Author: Sadler, Richard W.

The first LDS pioneers entered the Salt Lake Valley in July 1847 (see Pioneer Day). Nearly 2,000 made the journey that year, with another 2,400 emigrants arriving in 1848. From the beginning, having so many dependent on first harvests from an untried land with an unknown growing season produced concern. That first summer, pioneers observed Indians harvesting "millions" of crickets for winter food. The crickets were driven into fires and roasted, and then stored in baskets and bags. Survival-individual and group survival-was clearly on the minds of these first Mormon settlers as they watched the Indians prepare to endure the winter.

During the first year in the Great Basin, most Latter-day Saint settlers resided in the Salt Lake Valley, although small settlements were also begun to the north at Kaysville, along the Weber River, and at Bountiful. Through the summer and fall of 1847, they planted 2,000 acres of winter wheat near the main settlement. A mild winter and thaw permitted plowing in early 1848, making it possible to plant more wheat and another 3,000 to 4,000 acres in corn and garden vegetables by spring.

As spring arrived, pioneer farmers reported with pride that their crops appeared to be doing very well. But April and May frosts leveled some of the crops, and late May brought another devastation-hordes of insects began to destroy the crops. These insects, later dubbed "Mormon crickets," were as large as a man's thumb. Not a true cricket but a member of the katydid family, the Mormon cricket has only small wings and cannot fly. Pioneer diarists reported the invaders in the fields as early as May 22. Some described them as numbering in the millions; John Steele wrote that they appeared by the "thousands of tons." For more than a month, the crickets devastated the fields, devouring the new corn, beans, wheat, pumpkins, squash, cucumbers, melons, and other crops. Farmers battled the crickets with a variety of defensive measures but had little success.

By early June, relief arrived in the form of the seagull. The appearance of gulls was described in a letter of June 9 to Brigham Young in the following manner: "The sea gulls have come in large flocks from the lake and sweep the crickets as they go; it seems the hand of the Lord is in our favor" (Hartley, p. 230). For the next three weeks, gulls appeared daily. They fed on the crickets, drank water, and then regurgitated before eating more crickets. There would be a harvest that year, after all.

Some 1848 pioneer journals mention the problems of frost, crickets, and drought without mentioning the gulls. However, several autumn accounts credited the counterinvasion by the gulls for the scanty crops that survived and acknowledged the hand of God in the event.

Ornithologists have noted that gulls, whose spring and summer habitat centers on the shores of the Great Salt Lake, regularly return to the valleys of the Great Basin to devour crickets, grasshoppers, and other insects, and that the 1848 appearance of the gulls was therefore not unusual.
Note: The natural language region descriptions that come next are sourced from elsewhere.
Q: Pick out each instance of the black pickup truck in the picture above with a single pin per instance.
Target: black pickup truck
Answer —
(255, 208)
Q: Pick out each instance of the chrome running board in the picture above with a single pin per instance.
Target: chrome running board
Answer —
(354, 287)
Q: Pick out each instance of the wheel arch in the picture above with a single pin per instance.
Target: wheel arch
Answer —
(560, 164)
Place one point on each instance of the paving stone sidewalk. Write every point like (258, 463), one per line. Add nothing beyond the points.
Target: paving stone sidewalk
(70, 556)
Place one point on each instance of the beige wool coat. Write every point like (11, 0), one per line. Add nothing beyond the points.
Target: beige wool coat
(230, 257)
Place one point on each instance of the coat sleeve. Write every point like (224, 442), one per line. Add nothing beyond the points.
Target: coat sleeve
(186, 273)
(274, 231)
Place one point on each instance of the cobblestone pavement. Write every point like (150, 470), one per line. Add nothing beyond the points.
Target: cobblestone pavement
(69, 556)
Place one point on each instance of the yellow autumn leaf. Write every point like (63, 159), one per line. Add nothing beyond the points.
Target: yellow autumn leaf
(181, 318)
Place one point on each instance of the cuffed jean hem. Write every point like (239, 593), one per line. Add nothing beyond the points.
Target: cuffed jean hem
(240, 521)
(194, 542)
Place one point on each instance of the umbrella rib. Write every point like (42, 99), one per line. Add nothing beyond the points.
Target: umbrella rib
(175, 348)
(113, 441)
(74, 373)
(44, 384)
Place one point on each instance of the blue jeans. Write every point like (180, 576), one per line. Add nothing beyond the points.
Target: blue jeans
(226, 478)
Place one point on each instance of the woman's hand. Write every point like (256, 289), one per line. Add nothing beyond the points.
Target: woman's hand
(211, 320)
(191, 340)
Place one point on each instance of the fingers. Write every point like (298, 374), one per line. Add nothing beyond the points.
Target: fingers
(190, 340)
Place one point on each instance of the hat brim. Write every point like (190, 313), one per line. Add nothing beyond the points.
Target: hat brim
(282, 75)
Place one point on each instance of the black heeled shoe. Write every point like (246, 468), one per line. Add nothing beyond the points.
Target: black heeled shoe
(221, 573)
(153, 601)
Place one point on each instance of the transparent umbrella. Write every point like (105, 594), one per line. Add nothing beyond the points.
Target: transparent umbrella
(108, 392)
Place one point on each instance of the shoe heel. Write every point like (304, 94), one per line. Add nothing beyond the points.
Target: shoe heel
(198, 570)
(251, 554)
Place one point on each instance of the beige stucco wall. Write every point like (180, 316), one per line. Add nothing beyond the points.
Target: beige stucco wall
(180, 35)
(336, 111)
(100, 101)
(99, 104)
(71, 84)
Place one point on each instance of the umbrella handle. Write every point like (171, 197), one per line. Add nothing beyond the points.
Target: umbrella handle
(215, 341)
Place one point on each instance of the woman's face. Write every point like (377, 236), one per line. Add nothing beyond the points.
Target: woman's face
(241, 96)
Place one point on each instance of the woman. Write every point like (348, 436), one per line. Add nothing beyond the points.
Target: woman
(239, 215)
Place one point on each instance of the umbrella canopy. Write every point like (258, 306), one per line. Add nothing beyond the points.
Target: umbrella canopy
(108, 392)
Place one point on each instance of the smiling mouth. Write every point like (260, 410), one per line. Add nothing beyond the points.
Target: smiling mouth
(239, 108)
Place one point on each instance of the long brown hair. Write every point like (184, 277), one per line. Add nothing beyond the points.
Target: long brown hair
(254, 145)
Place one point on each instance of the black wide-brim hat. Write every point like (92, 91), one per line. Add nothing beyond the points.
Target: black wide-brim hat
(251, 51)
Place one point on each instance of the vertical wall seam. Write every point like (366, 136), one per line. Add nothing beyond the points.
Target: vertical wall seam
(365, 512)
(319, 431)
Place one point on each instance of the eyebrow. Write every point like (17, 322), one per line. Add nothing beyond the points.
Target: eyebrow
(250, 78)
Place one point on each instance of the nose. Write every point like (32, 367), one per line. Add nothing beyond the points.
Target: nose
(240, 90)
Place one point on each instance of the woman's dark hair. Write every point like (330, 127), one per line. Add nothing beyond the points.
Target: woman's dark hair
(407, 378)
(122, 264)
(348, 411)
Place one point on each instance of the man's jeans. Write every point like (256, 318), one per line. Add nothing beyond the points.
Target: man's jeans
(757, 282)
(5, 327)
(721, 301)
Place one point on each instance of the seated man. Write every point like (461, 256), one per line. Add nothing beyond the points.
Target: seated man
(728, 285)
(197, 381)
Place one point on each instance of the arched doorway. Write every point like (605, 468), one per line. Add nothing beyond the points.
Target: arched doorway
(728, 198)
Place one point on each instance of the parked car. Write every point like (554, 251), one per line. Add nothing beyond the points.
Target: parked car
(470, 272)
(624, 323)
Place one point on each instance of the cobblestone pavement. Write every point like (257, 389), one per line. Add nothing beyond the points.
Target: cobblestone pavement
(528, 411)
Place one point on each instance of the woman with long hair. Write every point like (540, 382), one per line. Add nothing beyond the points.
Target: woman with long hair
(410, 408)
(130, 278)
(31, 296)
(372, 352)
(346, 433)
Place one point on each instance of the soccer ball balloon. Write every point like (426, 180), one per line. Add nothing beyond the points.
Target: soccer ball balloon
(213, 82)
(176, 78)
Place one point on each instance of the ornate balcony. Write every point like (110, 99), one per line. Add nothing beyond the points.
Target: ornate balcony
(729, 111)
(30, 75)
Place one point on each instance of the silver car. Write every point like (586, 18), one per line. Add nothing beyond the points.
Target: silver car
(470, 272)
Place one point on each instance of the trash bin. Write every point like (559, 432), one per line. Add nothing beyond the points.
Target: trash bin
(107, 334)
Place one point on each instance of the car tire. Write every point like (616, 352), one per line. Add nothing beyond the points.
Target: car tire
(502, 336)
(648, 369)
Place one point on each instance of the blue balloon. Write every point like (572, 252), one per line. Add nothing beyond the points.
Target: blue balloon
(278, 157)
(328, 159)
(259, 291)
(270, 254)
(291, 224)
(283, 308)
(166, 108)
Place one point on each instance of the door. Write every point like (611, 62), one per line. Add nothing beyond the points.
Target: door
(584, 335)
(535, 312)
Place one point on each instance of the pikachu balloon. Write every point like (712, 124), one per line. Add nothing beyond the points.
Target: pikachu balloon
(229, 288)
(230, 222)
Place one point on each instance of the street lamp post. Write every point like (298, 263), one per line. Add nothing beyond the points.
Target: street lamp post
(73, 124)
Some skeptics thus saw the 1848 activities of both crickets and gulls as simply natural phenomena. On the other hand, many Latter-day Saints, with faith in a God whose hand is in history and who often acts through "natural" events, believed that their crops had been saved in part by God's intervention. Over time, the 1848 "cricket war," now called "the miracle of the gulls," became a prominent part of the Saints' collective memory. In honor of this occasion, the indigenous California gull became the Utah state bird, and in 1913 the Seagull Monument on Temple Square was dedicated to commemorate the birds' role in the 1848 crisis.

In the Salt Lake Valley, crickets, frost, and lack of water played havoc on the harvest of 1848, and crop losses were severe. But the losses would have been much worse without the appearance of the gulls, which was thus a significant factor in the survival of Utah's pioneer settlers.